ポップアートがファッションになった「MOSCHINO(モスキーノ)」
ミラノブランドの「MOSCHINO(モスキーノ)」は若々しくウィットフルな提案でモード界をハッピーに盛り上げてきたブランドです。その「MOSCHINO」が迎えた新クリエイティブディレクターのJeremy Scott(ジェレミー・スコット)氏は現代モード界きってのユーモアたっぷりの表現力で知られています。起用が報じられた当初から、「どんなクリエーションを発揮してくれるのだろう」と業界関係者は期待していたのですが、発表された作品は予想をさらに上回るコンテンポラリー感と遊び心にあふれていて、歴史のあるブランドに新たなファンを呼び込みました。
【CONTENTS】
Page 1:◆ポップアートがファッションになったMOSCHINO
Page 2:◆新解釈が加わったラグジュアリーストリート
Page 3:◆ジェレミー・スコットがモードを変える!?
2014-15年秋冬コレクションではアメリカンカルチャーに着想を得た作品をランウェイに送り出し、喝采を浴びました。どこかで見覚えがありそうなファストフード風のロゴをはじめ、チョコレートの包装や米国アニメのキャラクターなどを、ジェレミー流にアレンジしてランウェイルックに落とし込んでいます。よく知られた商品や著名人をモチーフに選んだポップアートの手法を連想させるアプローチです。単にロゴやキャラを写し取るのではなく、それぞれのムードを装いにまとわせ、アートを着る雰囲気も漂わせています。同時に「MOSCHINO」のブランドロゴもしっかり織り込んで、歴史的なアーカイブへのリスペクトも感じさせます。

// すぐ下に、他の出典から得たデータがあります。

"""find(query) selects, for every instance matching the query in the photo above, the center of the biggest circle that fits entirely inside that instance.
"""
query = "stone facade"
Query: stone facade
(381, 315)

ファッションの楽しさを拡張してきたジェレミーは「MOSCHINO」というビッグブランドに迎えられて、さらにその才気を縦横に発揮。持ち味となっているちょっと毒っ気を帯びたクリエーションは、今回のパロディ的なモチーフ選びにもうかがえます。レッドとイエローのアイコニックな配色はランウェイをポジティブに彩り、このブランドの新たなスタートを華々しく祝っているかのようでした。